I had developers using dataTables to store data they fetched from the database and then have business logic code using that dataTable... And I showed them how I reduced the time to load a page from taking 7 seconds of 100% CPU (on the web server) to not being able to see the CPU line move at all.. by changing the memory object from dataTable to Hash table.
So take an example or case that you thing is better implemented differently, and win that battle. Don't fight the a high level war...
If Interoperability is/will be a concern down the line, DataSet is definitely not the right direction to go in. You CAN expose DataSets/DataTables over a service but whether you SHOULD or is debatable. If you are talking .NET->.NET you're probably Ok, otherwise you are going to have a very unhappy client developer from the other side of the fence consuming your service
You can't convince them otherwise. Pick a smaller challenge or move to a different organization. If your manager respects you see if you can do a project in the domain-driven style as a sort of technology trial.
If you can profile, just Do it and profile. Datasets are heavier then a simple Collection<T>
DataReaders are faster then using Adapters...
Changing behavior in an objects is much easier than massaging a dataset
Anyway: Just Do It, ask for forgiveness not permission.
Most programmers don't like to stray out of their comfort zones (note that the intersection of the 'most programmers' set and the 'Stack Overflow' set is the probably the empty set). "If it worked before (or even just worked) then keep on doing it". The project I'm currently on required a lot of argument to get the older programmers to use XML/schemas/data sets instead of just CSV files (the previous version of the software used CSV's). It's not perfect, the schemas aren't robust enough at validating the data. But it's a step in the right direction. The code I develop uses OO abstractions on the data sets rather than passing data set objects around. Generally, it's best to teach by example, one small step at a time.

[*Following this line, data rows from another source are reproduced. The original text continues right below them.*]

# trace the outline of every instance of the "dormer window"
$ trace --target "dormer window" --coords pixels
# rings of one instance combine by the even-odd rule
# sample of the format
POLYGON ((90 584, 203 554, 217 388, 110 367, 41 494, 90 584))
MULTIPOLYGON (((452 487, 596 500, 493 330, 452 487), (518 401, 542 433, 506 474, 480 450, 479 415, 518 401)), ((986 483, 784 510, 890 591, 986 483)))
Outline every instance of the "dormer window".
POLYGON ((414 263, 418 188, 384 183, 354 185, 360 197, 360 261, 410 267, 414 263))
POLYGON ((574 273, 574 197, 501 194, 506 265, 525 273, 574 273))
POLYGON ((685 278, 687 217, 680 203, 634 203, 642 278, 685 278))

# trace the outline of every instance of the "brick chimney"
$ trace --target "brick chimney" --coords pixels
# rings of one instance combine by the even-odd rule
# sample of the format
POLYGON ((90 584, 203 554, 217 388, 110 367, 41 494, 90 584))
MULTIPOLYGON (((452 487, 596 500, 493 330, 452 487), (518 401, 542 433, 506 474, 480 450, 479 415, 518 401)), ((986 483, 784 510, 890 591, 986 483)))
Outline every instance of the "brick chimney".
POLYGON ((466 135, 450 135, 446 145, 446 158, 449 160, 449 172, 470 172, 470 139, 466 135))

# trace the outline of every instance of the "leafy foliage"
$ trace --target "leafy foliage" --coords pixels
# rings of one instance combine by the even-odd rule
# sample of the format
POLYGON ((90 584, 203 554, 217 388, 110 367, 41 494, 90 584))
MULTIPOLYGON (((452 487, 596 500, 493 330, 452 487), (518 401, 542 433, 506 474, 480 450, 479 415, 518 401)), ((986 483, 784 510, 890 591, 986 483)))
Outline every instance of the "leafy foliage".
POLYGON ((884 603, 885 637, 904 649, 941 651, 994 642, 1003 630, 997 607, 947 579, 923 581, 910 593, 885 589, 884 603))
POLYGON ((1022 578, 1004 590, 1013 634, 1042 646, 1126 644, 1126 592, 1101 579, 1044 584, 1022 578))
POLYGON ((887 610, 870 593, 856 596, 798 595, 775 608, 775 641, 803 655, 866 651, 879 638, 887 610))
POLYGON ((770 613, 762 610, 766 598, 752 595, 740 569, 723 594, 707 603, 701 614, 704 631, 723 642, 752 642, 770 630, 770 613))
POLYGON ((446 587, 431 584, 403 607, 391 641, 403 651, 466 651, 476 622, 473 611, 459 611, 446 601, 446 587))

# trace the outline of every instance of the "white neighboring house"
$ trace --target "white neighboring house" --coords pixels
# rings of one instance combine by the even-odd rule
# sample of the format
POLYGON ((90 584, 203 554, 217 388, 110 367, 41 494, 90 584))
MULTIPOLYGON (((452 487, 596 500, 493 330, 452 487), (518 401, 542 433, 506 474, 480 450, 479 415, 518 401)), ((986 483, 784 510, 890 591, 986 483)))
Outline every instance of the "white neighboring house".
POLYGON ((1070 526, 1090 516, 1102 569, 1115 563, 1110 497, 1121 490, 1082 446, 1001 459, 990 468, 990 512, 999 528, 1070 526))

There is already some very good advice here but you'll still have a job to convince your colleagues if all you have to back you up is a few supportive comments on stackoverflow.
And, if they are as sceptical as they sound, you are going to need more ammo.
First, get a copy of Martin Fowler's "Patterns of Enterprise Architecture" which contains a detailed analysis of a variety of data access techniques.
Read it.
Then force them all to read it.
Job done.
data-centric means less code-complexity.
custom objects means potentially hundreds of additional objects to organize, maintain, and generally live with. It's also going to be a bit faster.
I think it's really a code-complexity vs performance question, which can be answered by the needs of your app.
Start small. Is there a utility app you can use to illustrate your point?
For instance, at a place where I worked, the main application had a complicated build process, involving changing config files, installing a service, etc.
So I wrote an app to automate the build process. It had a rudimentary WinForms UI. But since we were moving towards WPF, I changed it to a WPF UI, while keeping the WinForms UI as well, thanks to Model-View-Presenter. For those who weren't familiar with Model-View-Presenter, it was an easily-comprehensible example they could refer to.
Similarly, find something small where you can show them what a non-DataSet app would look like without having to make a major development investment.